The world of technology is again butting heads with legislators all over the country. New app ride-sharing services such as Uber and Lyft have been mired in litigation since their inception.
Recently, insurance coverage has been one of the key points of contention between the technology companies, insurance companies and legislators.
At issue is whose insurance policy applies when an Uber or Lyft driver gets into an accident. Currently, if a driver is involved in an accident and a passenger is in the car, the insurance policies provided by Uber and Lyft will apply.
If the driver is involved in an accident and there is no passenger in the car and the app is not on, then the personal insurance policy will apply.

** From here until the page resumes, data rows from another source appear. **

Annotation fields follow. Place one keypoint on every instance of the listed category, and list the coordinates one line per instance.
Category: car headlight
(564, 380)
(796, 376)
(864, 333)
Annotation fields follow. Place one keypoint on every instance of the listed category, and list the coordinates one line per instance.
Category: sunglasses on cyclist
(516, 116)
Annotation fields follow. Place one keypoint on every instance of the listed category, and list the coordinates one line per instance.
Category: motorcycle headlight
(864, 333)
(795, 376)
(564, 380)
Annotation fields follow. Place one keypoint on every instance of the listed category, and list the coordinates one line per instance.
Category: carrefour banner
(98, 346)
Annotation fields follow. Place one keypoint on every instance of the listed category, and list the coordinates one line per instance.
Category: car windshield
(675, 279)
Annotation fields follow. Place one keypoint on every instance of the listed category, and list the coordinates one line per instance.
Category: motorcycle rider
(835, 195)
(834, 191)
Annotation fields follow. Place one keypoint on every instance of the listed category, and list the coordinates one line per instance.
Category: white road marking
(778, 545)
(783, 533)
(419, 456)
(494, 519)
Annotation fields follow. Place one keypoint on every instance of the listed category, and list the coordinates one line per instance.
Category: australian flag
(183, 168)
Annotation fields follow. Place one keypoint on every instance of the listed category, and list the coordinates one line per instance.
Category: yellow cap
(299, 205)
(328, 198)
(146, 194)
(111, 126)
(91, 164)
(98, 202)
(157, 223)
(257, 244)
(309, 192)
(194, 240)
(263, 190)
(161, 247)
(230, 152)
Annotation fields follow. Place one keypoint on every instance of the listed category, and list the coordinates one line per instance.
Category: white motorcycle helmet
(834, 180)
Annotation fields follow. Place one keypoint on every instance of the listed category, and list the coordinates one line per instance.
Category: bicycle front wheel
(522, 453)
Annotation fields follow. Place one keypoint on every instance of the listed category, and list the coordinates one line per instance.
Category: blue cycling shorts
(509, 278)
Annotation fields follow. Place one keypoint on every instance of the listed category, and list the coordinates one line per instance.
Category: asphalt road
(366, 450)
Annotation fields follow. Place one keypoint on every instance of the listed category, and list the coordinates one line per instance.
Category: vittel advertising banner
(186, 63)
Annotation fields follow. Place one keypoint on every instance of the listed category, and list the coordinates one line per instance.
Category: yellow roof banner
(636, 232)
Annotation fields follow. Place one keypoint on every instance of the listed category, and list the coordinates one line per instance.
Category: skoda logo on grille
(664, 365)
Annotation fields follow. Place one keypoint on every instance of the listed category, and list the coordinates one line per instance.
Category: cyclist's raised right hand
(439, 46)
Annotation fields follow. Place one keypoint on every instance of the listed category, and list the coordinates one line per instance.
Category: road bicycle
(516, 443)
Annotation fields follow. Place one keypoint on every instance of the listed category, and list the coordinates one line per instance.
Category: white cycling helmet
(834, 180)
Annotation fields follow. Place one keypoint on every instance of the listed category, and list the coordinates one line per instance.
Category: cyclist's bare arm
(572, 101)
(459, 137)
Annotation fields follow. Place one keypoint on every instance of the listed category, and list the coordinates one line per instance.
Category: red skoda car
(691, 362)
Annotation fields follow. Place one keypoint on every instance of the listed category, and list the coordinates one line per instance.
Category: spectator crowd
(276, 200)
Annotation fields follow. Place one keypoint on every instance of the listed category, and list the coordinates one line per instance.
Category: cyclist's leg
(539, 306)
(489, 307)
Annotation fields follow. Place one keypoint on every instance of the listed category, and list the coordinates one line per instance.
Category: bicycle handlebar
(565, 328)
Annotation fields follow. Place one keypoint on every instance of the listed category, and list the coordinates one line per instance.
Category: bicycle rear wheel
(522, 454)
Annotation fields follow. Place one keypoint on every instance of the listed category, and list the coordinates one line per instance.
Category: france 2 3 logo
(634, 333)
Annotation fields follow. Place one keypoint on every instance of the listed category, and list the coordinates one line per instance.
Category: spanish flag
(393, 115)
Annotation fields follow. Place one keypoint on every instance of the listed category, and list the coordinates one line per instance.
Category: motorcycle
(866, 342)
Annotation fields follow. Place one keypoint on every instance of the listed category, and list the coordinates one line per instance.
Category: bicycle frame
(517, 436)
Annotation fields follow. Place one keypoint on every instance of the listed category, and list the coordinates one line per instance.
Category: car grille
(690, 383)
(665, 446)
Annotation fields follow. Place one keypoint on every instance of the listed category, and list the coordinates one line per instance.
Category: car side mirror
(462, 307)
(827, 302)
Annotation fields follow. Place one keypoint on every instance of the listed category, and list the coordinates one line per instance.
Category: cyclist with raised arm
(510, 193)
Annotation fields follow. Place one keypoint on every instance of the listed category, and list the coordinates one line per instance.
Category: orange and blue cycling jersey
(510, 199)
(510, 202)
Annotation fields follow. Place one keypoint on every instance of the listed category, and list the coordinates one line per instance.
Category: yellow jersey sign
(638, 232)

BUT if the driver is involved in an accident, the app is on, and there is no passenger in the car, neither policy will apply. Uber and Lyft insurance policieis only apply when passengers are in the vehicle. And most personal insurance policies would argue that the app an activated app means the driver was engaged in commercial activity which is not covered by personal insurance policies.
The time period during which neither the Uber/Lyft insurance policies nor the personal insurance policies cover drivers is being called gap-coverage.

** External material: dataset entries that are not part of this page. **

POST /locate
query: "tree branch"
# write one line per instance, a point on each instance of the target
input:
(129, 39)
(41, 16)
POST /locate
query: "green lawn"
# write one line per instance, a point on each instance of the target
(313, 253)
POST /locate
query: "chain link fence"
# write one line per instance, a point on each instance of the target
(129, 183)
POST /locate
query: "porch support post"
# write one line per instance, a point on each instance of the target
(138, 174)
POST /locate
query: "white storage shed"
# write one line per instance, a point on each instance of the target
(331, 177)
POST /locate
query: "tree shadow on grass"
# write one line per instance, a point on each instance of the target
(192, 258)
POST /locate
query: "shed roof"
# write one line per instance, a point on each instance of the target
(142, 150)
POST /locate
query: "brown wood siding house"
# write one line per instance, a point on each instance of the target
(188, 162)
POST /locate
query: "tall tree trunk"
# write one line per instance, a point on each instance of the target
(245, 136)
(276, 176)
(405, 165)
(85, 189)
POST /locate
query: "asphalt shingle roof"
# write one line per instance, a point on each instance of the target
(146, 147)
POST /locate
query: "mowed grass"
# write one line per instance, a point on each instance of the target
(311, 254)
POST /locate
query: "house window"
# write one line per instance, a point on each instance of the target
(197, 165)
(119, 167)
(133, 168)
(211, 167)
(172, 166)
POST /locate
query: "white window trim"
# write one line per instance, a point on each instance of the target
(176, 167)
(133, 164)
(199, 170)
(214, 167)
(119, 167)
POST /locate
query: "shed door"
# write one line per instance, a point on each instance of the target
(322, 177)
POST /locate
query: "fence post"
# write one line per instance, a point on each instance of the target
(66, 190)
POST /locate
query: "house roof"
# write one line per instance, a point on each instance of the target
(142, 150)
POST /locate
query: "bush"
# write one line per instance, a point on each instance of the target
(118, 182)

California is the first state to regulate gap-coverage with a new law.
Uber & Lyft Craft Proposed Legislation
In the face of rampant opposition, Uber and Lyft have been quietly cobbling together proposed legislation that provides for insurance coverage that addresses gap-coverage issues.
Backed by several large insurance companies and insurance trade groups, the proposed legislation seeks to mirror a new California law that will go into effect in July 2015.
The new law in California will require insurance companies to develop new insurance coverage policies specifically targeting ride-service providers such as those who work for Uber and Lyft.
These so-called “hybrid personal-commercial” auto insurance policies will allow drivers to have coverage during these time periods that drivers are driving with the app on but are not carrying passengers.
The law, AB2293, sets out minimum insurance coverage rates. At Lewis & Keller, we are excited that the residents of our state have increasing transportation options.
At the same time, we believe that legislators, insurance companies and technology companies have an obligation to work together to produce the kinds of policies that keep everyone safe.